Gabo da una entrevista enjorquetado en una silla, como si fuera a caballo.
El respaldar ve al frente y frente a García Márquez hay una periodista.
El escritor lleva camisa azul, contraste fabuloso con la llamarada amarilla de un ramo de flores que al fondo parecen mariposas presas de un jarrón.
Antes de que la conversación vuele, cuando el programa empieza, dos niños, uno de ellos descamisado, juegan en las vías de un tren con algo que parece un globo, pero podría ser un pedazo de alegría arrebatado a la pobreza.
Suena música que recuerda a un vallenato y vemos tumbas blancas. Un hombre pasea por un cementerio al lado de un mar que sin duda es el Caribe.
Los cementerios caribeños deberían ser de colores, como los que conocí en Chichicastenango y a los cuales llenaba de vida el sol de la tarde.
(Chichicastenango es un pueblo con calles de piedra sobre las cuales extienden en los días de mercado alfombras de agujas de pino. El aroma sube al majarlas, ancianas indígenas queman incienso en pequeñas latas frente a la boca negra de iglesias blancas. Así lo revivo en el recuerdo).
Y al fin oímos a Gabo, pero aún no lo vemos. Dice que un escritor tiene licencia para inventarlo todo siempre que sea capaz de hacerlo creer.
Remedios la bella sube al cielo en cuerpo y alma y lo creo, pero no que un hombre regresa de la muerte al tercer día. La falla de los libros sagrados es enredarse con el dogma. Así perdieron libertad y empezaron a ser sospechosos.
Soy descreedor de tiempo completo, pero un Credo me gusta: el de Carlos Mejía Godoy. Lo descubrí en la infancia, cuando desconocía la existencia de los pintores primitivistas.
Años después pude adentrarme en esos cuadros de exageraciones verosímiles que son como retratos de los portales caseros donde convivían pastores palestinos con guacamayas plásticas y los patos nadaban inmóviles en aguas de vidrio.
Los pintores primitivistas son escritores con pincel. Hacen posibles mundos de árboles celestes donde hombres, garzas y venados tienen el mismo tamaño. Inventan una vida nueva.
La periodista interroga a García Márquez con una pregunta a la medida de un voyerista: “¿a usted qué le gustaría ver por un agujerito sin ser visto?”.
Gabo piensa, responde: “la vida desde la muerte”. Y la periodista avanza: “¿y cómo le gustaría morirse”.
“Si a mí me pusieran a escoger la muerte, sencillamente no la escogería, me niego rotundamente. Yo la única opción que acepto es la de no morirse. La muerte es una trampa, una traición. Pa’ mí es muy serio el hecho de que esto se acabe, creo que es injusto”.

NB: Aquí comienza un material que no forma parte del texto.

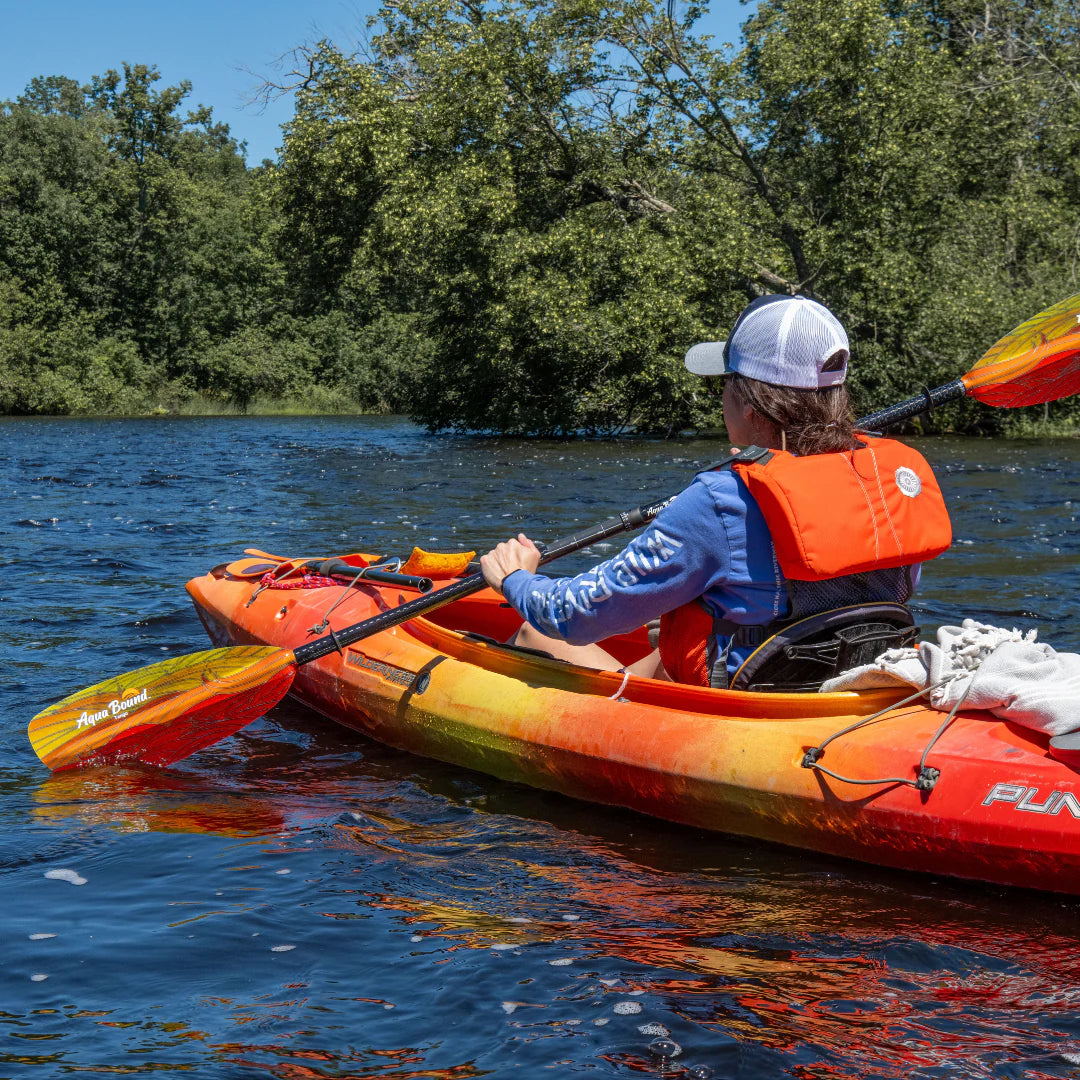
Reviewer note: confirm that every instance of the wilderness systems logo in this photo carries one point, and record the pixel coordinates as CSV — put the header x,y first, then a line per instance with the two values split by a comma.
x,y
1022,797
115,710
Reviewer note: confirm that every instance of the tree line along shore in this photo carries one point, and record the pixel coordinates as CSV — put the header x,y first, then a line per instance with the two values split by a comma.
x,y
516,215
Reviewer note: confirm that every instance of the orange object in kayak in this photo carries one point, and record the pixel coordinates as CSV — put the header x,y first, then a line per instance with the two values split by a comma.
x,y
1001,809
834,514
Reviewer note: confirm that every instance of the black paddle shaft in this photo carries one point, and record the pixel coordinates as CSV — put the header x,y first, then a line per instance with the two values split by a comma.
x,y
625,522
923,403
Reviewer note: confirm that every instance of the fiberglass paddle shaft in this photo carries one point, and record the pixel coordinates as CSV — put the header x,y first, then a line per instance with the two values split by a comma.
x,y
421,605
626,522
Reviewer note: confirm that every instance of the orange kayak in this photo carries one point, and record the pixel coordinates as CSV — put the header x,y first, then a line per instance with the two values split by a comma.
x,y
1000,810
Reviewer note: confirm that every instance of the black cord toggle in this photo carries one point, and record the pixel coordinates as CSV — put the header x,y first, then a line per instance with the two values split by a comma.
x,y
928,778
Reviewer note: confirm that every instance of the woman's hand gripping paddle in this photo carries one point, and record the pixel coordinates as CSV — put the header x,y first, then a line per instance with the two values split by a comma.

Y sigue la periodista: “¿Y qué podemos hacer para evitarlo?”.
Gabo se crece: “Escribir mucho”. Y sonríe.
Su imagen se funde con la de una cruz, una ciudad y un sol a medio cielo que impide adivinar si sube o baja.
Sí, escribir es un acto para espantar a la muerte, pero sería mejor no morirse nunca o al menos conseguir lo que proponía la pintora inglesa Leonora Carrington, creadora de hienas mansas y gatos rojos.
Al hablar de lo ineludible Leonora enseña su cara surrealista: “No me gustaría morir de ninguna manera, pero si llego a hacerlo algún día, que sea a los 500 años de edad y por evaporación lenta”.
Leonora soñaba con la sublimación y Gabo con ver la vida desde la muerte. Yo propongo la revolución: ver la vida desde la vida. Verla y participar.